Immer klarer sehen die Männer und Frauen der Bekennenden Kirche, dass sie es bei Adolf Hitler mit einer antichristlichen Gestalt zu tun haben. Hans-Joachim Iwand formuliert es kurz nach dem Krieg so: „Das Gegenüber, das die Bekennende Kirche vor sich sah, war ein anti-christliches Gegenüber, und es kam darauf an, dieses anti-christliche Gegenüber in seinen wahren Ansichten zu entschleiern.“ An anderer Stelle kann Iwand schreiben: „Hitler hat von Gott und von der Vorsehung gesprochen – wie ein heidnischer Caesar das tun kann, ohne erröten zu müssen, aber den Namen Jesus Christus hat er korrekt und genau vermieden.“ Den Namen Jesu hat Hitler gehasst.

Der Staat als Wohltat

Je mehr sich für Barth das wahre Wesen der nationalsozialistischen Machtentfaltung offenbart, desto klarer stellt er heraus, welche Wohltat der von Gott gestiftete Staat  ist. Menschen können dankbar sein, die in einem Staat leben, der sich für Recht und Freiheit einsetzt, die Schwachen schützt, die Gaben der Menschen in ihm fördert und Unrecht aufdeckt und bestraft. Barth beruft sich hier auf  Röm 13,3 und 1. Petr 2,14. Natürlich weiß er die Demokratie, die sich in der Schweiz über Jahrhunderte hin bewährt hat, zu schätzen.

Er vergleicht das Wesen der Schweiz mit dem Alpenglühen, diesem einzigartigen Natur-Schauspiel. Wenn es Abend wird und die Sonne untergeht, bringen die Sonnenstrahlen in den Bergen ein ganz besonderes Leuchten hervor. Jetzt bekennt Karl Barth: Genauso ist der politische Charakter der Schweiz „ein Widerschein von dem uns und dem ganzen Abendland verkündigten Evangelium von Jesus Christus“.

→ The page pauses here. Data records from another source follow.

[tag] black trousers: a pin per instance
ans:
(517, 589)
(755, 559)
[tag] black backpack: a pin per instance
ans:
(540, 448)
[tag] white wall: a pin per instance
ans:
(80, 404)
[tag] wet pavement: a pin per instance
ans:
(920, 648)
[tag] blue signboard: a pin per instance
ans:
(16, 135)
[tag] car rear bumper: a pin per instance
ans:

Die politische Eigenart der Schweiz leuchtet nicht aus sich selbst heraus. Was hier gewachsen ist, konnte von Menschen nicht geschaffen werden. Hier werden Dörfer, Städte und ganze Landstriche mit allen, die in ihnen wohnen, von außen angestrahlt. Hinter allem steht, mehr oder weniger verborgen, der Glanz der Königsherrschaft Jesu Christi. Wo die rechte öffentliche Ordnung und der rechte Staat Maß und Mitte gefunden haben, da sind die Voraussetzungen dafür gegeben, dass „ … wir ein ruhiges und stilles Leben führen können in aller Frömmigkeit und Ehrbarkeit“ (1.Tim 2,2).

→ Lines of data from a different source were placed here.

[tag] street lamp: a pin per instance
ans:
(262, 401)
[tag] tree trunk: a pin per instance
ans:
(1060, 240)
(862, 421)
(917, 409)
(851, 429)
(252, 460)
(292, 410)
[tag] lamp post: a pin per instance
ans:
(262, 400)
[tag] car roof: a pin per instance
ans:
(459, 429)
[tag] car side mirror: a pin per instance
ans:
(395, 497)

Christengemeinde und Bürgergemeinde

Darauf, wie Karl Barth dann in seiner 1946 direkt nach dem Kriege verfassten Schrift: „Christengemeinde und Bürgergemeinde“ das Verhältnis von Kirche und Staat beschriebt, kann hier nur hingewiesen werden. Die Definition Barths ist genial: In der Bürgergemeinde geht es um die äußere, relative, vorläufige Humanisierung des Zusammenlebens in einem Land. Das Besondere der Christengemeinde ist es demgegenüber, dass hier die Menschen in ihrem Innersten beteiligt sind, dass sie in all ihrem Denken und Handeln von Gott her erfasst sind und auf Gott hin ausgerichtet werden und dass das, was hier gedacht, geglaubt und getan wird, in der Ewigkeit Bestand hat. Damit ist das, was in der Christengemeinde geschieht, gegenüber dem, was in der Bürgergemeinde geschieht, das Klarere, Größere und Wichtigere. Was dies im Einzelnen heißt, müsste in einem weiteren Artikel entfaltet werden.